Summary
Chapter Fourteen begins with an explanation of how visitors to Lyme Regis in the nineteenth century were subject to the scrutiny of the town. Charles has had to endure this sensation two or three times a week on his visits with Ernestina and her aunt.
The morning after he went to Undercliff, he, Ernestina and Aunt Tranter go to Marlborough House to see Mrs. Poulteney. He could not avoid this fate especially as ‘foreign’ visitors (from out of town) are a currency for the likes of this hostess.
When they arrive, Mrs. Poulteney insists that Sarah stays. Mrs. Tranter demonstrates her kindness and asks Sarah to visit her when Ernestina has returned home. Charles notes that Sarah studiously avoids his eyes and does not betray the fact that they met the day before. He also notices that Mrs. Poulteney ignores her (unless she wants her to do something for her) as does Ernestina, which annoys him.
Towards the end of their visit, Charles begins to see that Sarah’s ‘silent meekness’ runs contrary to her nature and has completely disassociated herself from her employer. At one point, Mrs. Poulteney criticizes Mary for talking to Sam and Charles defends both Mary and Aunt Tranter by being sarcastic. Sarah looks into Charles’s eyes and for the first time the two strangers realize they have a common enemy. Whilst this is happening, Sam talks to Mary at Aunt Tranter’s house and their conversation is ‘surprisingly serious’.

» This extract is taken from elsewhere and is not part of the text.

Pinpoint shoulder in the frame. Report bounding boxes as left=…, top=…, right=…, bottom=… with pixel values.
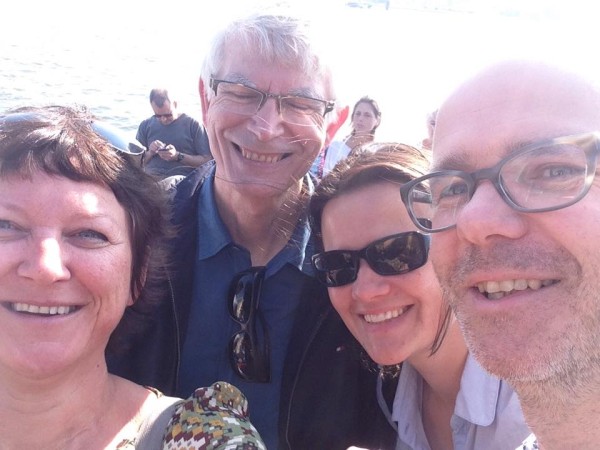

In Chapter Fifteen, Charles and Ernestina have made up after the awkwardness at Mrs. Poulteney’s and Ernestina decides to give Mary her green walking dress. Alone with Sam later, Charles advises Sam to keep away from Mary and Sam responds by saying ‘we’re not ‘orses. We’re ‘ooman beings’. Charles apologizes, but still says Sam should avoid Mary until he has discovered from Mrs. Tranter if Mary will permit his attentions.
Chapter Sixteen informs us that five uneventful days have since passed and Ernestina has changed after falling into Charles’s disfavor at Mrs. Poulteney’s house. She has become more deferential to him, but he finds this somewhat cloying. Although he enjoys being adulated, he has also been used to years of ‘very free bachelorhood’ and in his own way is also a ‘horrid, spoilt child’. Filling the evenings ‘without benefits of cinema or television’ was difficult for those not working a 12 hour day. Charles sprawls across a sofa whilst Ernestina reads him a poem. She feels ‘elevated and purified’ by this eulogy to Florence Nightingale.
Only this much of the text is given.